As two of the most successful regional blocs in the world, the European Union (EU) and ASEAN have been cooperating across a wide range of sectors since formalising dialogue relations more than 40 years ago.

While trade and investment were the traditional pillars of this relationship, the two bodies have been working together in fields such as science, technology and energy as far back as 1980 when a joint committee established a programme of cooperation. From 2014 to 2020, the EU earmarked more than €60 million (US$68 million) to ASEAN programmes focusing on climate change, environment and disaster management.

Building on this strong foundation, the EU and ASEAN recently organised two events in which they stressed the need to deepen cooperation to address the most pressing environmental issues of the day.

Last Monday, the EU and ASEAN reaffirmed their commitment to cooperate in tackling environmental protection and climate change by launching a High-Level Dialogue on Environment and Climate Change in Bangkok. Officials who attended discussed the main areas of cooperation such as mitigation, adaptation, long-term strategies and sustainable finance in relation to climate change. Among the key objectives of the EU-ASEAN climate change initiatives include the fostering of efficient, clean and renewable energy; sustainable management of peatlands; and the reduction of problems caused by transboundary haze.

In another event last month, the EU and ASEAN conducted a two-day regional workshop in Kuala Lumpur centred around the importance of collaboration to develop a circular economy. Southeast Asia’s contribution to plastic pollution in the oceans over the past few years has steadily increased, and as the European External Action Service (EEAS) – the diplomatic service branch of the EU – notes, tackling the problem by addressing changes in policy and legislation on plastics is seen as the most efficient way to obtain solutions. 

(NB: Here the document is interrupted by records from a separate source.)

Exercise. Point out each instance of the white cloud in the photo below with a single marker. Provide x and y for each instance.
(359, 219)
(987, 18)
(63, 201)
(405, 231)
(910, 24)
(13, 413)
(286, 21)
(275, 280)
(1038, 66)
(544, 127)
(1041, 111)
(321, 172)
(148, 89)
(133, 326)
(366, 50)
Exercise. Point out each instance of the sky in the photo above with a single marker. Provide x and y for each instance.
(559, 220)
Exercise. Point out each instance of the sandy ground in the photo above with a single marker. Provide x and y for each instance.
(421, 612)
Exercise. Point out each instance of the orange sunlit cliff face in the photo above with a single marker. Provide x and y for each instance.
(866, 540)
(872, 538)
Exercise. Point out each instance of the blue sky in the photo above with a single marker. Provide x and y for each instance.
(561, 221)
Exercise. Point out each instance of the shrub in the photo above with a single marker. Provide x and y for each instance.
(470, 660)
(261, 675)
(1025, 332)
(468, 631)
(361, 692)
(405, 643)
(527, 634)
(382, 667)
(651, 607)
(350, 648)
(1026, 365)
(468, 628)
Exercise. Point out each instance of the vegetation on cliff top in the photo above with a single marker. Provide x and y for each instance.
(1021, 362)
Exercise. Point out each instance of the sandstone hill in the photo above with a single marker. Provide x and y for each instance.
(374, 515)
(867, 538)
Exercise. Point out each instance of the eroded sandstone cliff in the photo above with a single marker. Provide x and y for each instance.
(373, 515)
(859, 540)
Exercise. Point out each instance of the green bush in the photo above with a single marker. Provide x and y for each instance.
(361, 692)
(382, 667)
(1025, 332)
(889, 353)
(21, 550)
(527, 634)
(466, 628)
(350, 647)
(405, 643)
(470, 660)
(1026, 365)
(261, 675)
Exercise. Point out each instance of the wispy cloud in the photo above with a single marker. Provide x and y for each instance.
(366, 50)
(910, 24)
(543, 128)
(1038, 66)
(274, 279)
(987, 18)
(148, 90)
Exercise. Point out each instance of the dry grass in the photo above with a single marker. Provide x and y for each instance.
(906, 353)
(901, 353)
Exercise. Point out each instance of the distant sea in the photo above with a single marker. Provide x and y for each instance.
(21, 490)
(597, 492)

“Circular economy is not just another environment policy, it is not just another climate policy, and it is not another trade policy either. It's all that and more – a truly cross-sectoral effort, built around people’s needs, and built together with industries and companies like you,” said Daniel Calleja Crespo, the European Commission’s Director-General for Environment.

Challenges

The dialogue and workshop are both important tools for the EU and ASEAN as they mount a united fight against climate change and plastic waste.

Renewable energy target
Source: Various

The Paris Agreement is one of the key frameworks guiding climate change policymakers in the EU and ASEAN, and in 2017, the two regional blocs produced a joint statement which reaffirmed their commitment to the effective implementation of the landmark accord which was agreed upon in 2015 and has since been signed by more than 200 countries. 

The agreement's main objective is to limit the increase in the global average temperature to well below two degrees Celsius above pre-industrial levels and to pursue efforts to limit the temperature increase to 1.5 degrees Celsius above pre-industrial levels – all with the aim of significantly reducing the risks and impacts of climate change. 

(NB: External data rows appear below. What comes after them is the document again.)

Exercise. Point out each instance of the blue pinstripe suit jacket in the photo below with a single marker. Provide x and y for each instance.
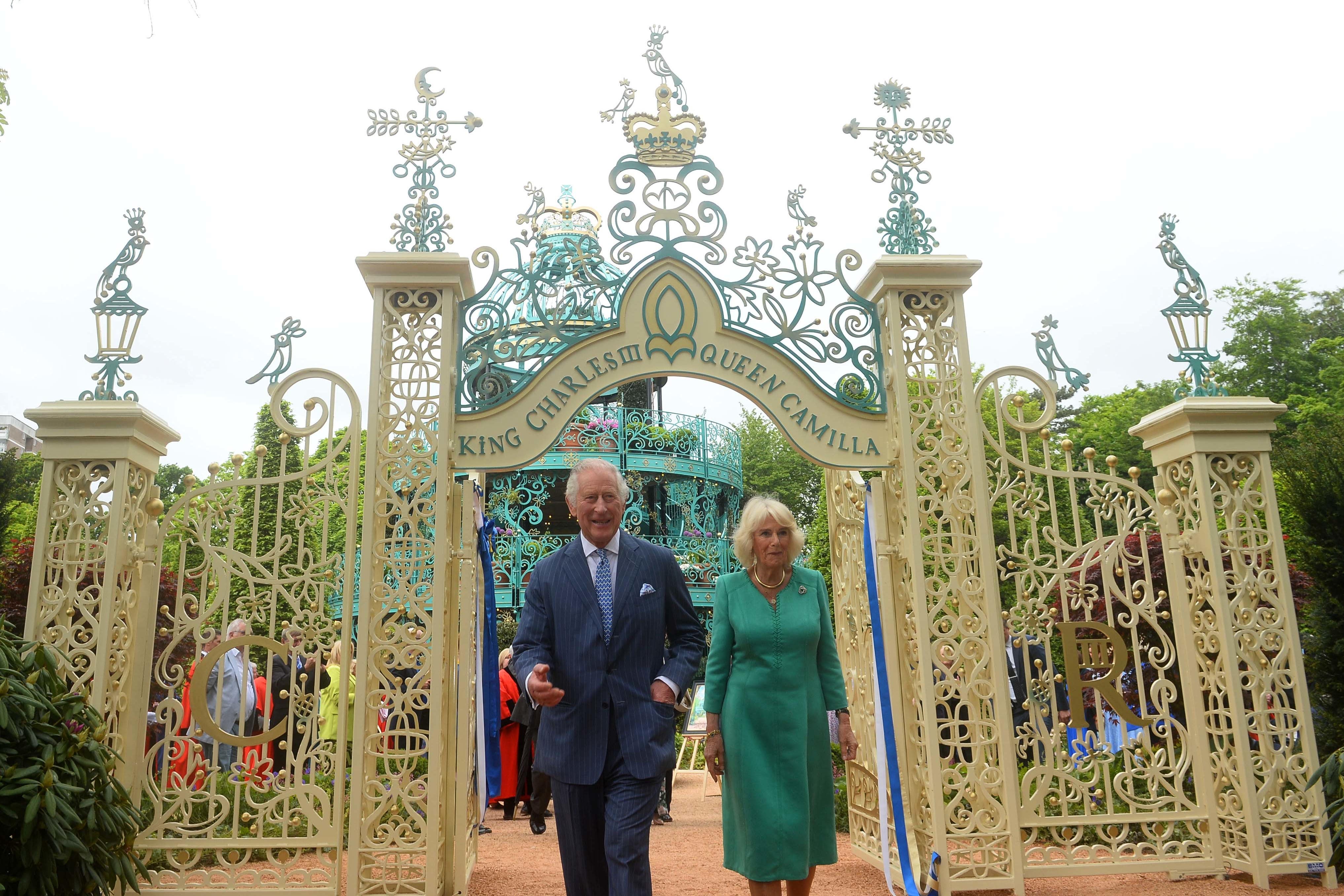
(562, 628)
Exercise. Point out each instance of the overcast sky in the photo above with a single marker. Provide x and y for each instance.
(240, 128)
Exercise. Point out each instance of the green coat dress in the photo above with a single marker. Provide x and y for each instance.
(772, 675)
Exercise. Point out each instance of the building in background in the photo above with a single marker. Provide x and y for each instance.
(17, 434)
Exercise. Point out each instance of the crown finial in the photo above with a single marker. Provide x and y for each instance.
(568, 219)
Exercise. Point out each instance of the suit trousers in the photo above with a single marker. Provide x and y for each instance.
(604, 829)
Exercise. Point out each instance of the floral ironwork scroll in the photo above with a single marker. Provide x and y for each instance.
(254, 801)
(561, 291)
(1113, 767)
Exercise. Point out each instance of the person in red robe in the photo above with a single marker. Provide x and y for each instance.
(508, 739)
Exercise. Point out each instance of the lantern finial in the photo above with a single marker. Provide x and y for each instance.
(1189, 319)
(117, 317)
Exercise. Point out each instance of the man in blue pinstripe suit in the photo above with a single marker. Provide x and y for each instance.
(599, 615)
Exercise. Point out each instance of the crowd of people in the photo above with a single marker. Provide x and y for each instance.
(245, 700)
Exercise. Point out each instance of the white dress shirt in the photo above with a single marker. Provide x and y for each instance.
(614, 555)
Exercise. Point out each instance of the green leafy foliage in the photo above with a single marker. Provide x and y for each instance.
(1102, 422)
(1312, 476)
(66, 824)
(1288, 346)
(171, 481)
(5, 97)
(770, 465)
(21, 476)
(842, 785)
(1331, 776)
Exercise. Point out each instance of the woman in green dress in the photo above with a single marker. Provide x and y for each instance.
(772, 675)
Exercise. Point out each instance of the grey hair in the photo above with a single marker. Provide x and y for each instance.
(572, 487)
(755, 514)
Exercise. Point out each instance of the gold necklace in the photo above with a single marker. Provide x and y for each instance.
(763, 583)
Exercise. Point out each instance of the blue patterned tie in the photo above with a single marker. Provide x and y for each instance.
(604, 593)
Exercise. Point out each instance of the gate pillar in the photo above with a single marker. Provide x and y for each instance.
(406, 825)
(1221, 515)
(96, 558)
(936, 548)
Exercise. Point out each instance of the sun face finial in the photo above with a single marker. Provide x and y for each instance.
(892, 94)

There have been several objectors to the Paris Agreement – most notably the United States (US) –which pulled out of the accord in 2017 after claiming it would shackle their economy. At last month’s Group of 20 (G20) Summit in Japan, the US was the only country which refused to agree on a communique at the end of the two-day summit to reaffirm commitment to the climate deal.

With United Nations (UN) Secretary-General Antonio Guterres saying in March that the world is not on track to achieve the objectives defined in the Paris Agreement, the EU and ASEAN’s determination to work together to realise the objectives of the key treaty can serve as an example to other regional blocs.

ASEAN’s relatively lax environmental laws have seen containers of plastic waste from developed countries shipped to the region, and Greenpeace investigations in Indonesia, Malaysia and Thailand have revealed illegal recycling, open burning, water contamination and a rise in illnesses tied to pollution as a result of plastic waste dumping. Increasingly fed up at being a dumping ground for the developed world’s waste, ASEAN governments are now closing their doors to these imports and have started sending them back to their countries of origin.

All 10 ASEAN member states are signatories to the Basel Convention which serves to control the movement of hazardous waste from one country to another with plastic waste recently being added to the list of hazardous waste. Ratification of this agreement will better regulate the global trade in plastic waste and prevent it from having an adverse effect on ASEAN’s people and the environment.